AZD7442 is a combination of severe acute respiratory syndrome coronavirus 2 (SARS-CoV-2)-neutralizing
antibodies,
tixagevimab and
cilgavimab, developed for pre-exposure prophylaxis (PrEP) and treatment of
coronavirus disease 2019 (COVID-19). Using data from eight clinical trials, we describe a population pharmacokinetic (popPK) model of
AZD7442 and show how modeling of "interim" data accelerated decision-making during the
COVID-19 pandemic. The final model was a two-compartmental distribution model with first-order absorption and elimination, including standard allometric exponents for the effect of
body weight on clearance and volume. Other covariates included were as follows: sex, age >65 years, body mass index ≥30 kg/m2, and diabetes on absorption rate; diabetes on clearance; Black race on central volume; and intramuscular (IM) injection site on bioavailability. Simulations indicated that IM injection site and
body weight had > 20% effects on
AZD7442 exposure, but no covariates were considered to have a clinically relevant impact requiring dose adjustment.
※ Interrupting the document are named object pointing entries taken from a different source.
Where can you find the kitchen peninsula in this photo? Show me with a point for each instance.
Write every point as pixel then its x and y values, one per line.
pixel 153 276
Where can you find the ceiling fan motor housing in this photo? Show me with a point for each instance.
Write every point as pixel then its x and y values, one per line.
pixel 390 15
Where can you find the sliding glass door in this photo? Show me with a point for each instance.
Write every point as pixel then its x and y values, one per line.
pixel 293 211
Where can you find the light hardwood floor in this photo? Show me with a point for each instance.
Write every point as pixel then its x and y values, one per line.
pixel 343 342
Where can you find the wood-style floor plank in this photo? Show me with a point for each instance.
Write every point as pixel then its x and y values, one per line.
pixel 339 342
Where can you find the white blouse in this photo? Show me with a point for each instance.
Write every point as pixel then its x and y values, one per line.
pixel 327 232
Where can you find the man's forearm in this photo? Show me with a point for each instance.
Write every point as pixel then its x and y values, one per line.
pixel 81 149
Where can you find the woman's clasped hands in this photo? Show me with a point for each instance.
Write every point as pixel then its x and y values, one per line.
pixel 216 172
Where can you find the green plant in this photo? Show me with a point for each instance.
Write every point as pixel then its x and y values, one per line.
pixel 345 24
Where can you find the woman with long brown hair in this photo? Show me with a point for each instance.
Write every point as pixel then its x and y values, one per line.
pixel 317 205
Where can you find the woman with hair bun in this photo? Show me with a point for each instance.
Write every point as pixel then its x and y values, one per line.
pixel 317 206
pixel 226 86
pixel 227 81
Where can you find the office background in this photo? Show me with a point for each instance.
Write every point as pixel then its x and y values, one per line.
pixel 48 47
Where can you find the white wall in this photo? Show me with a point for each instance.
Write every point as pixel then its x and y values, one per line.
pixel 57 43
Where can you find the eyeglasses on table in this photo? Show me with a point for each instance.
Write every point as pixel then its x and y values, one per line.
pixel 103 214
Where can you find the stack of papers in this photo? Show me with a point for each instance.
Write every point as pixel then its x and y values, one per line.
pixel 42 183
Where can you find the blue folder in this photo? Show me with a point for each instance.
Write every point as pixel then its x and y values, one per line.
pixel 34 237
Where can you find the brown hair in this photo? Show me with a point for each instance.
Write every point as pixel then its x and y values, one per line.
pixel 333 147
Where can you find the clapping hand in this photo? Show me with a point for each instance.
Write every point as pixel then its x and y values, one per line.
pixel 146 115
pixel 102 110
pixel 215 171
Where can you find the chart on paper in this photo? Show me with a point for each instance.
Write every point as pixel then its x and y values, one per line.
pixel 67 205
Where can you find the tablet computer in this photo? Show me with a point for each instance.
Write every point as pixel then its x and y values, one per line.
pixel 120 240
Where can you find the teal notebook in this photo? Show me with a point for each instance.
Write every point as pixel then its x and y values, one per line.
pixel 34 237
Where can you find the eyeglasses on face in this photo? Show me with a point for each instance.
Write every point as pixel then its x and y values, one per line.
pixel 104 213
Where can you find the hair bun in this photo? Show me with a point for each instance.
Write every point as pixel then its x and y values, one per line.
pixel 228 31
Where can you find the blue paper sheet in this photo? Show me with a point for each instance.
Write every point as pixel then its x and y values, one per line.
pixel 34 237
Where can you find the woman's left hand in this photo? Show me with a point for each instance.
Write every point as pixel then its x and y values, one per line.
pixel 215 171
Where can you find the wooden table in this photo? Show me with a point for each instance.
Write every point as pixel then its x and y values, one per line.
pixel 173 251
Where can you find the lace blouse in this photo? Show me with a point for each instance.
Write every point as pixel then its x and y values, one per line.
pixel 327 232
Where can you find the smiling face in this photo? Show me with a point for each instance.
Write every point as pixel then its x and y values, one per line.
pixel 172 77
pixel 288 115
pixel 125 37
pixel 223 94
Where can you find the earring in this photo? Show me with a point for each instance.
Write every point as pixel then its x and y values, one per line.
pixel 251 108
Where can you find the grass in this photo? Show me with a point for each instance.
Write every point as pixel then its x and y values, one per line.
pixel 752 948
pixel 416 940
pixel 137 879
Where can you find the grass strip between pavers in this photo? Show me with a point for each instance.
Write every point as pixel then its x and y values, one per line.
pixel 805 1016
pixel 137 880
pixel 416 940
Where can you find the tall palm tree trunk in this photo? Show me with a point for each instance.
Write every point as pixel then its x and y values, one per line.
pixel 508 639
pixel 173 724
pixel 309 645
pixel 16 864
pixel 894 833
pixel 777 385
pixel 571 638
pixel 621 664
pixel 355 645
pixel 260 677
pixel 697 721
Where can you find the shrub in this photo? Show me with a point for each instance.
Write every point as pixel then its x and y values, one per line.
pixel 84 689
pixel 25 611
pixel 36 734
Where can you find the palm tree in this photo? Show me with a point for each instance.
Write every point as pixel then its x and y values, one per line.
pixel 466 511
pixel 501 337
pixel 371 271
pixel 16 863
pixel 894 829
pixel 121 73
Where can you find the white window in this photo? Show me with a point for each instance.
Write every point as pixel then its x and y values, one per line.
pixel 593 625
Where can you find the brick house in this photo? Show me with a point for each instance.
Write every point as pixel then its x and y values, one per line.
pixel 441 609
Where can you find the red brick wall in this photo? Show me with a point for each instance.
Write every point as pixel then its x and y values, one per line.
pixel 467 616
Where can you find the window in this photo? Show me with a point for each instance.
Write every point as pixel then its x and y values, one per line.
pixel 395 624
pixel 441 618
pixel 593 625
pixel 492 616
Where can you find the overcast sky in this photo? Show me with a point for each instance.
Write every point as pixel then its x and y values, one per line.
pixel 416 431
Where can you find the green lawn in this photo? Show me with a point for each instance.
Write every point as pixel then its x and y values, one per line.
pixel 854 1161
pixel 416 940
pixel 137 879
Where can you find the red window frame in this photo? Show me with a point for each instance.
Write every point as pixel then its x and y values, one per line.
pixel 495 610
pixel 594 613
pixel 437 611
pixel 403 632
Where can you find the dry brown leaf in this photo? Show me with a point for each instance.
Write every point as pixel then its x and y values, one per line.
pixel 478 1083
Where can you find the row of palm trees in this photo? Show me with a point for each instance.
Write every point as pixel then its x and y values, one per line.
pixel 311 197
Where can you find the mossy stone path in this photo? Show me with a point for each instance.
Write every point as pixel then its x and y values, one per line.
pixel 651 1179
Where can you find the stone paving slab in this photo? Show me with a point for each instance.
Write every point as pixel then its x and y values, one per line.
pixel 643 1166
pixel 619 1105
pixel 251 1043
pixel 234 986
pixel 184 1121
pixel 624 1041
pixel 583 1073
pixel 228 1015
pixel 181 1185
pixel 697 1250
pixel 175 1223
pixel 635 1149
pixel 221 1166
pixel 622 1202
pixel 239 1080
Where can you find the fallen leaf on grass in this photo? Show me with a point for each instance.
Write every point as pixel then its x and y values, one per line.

The pharmacokinetics of
AZD7442,
cilgavimab, and
tixagevimab were comparable and followed linear kinetics with extended half-lives (median 78.6 days for
AZD7442), affording prolonged protection against susceptible SARS-CoV-2 variants. Comparison of popPK simulations based on "interim data" with a target concentration based on 80% viral inhibition and assuming 1.81% partitioning into the nasal lining fluid supported a decision to double the PrEP dosage from 300 mg to 600 mg to prolong protection against Omicron variants. Serum
AZD7442 concentrations in adolescents weighing 40-95 kg were predicted to be only marginally different from those observed in adults, supporting authorization for use in adolescents before clinical data were available. In these cases, popPK modeling enabled accelerated clinical decision-making.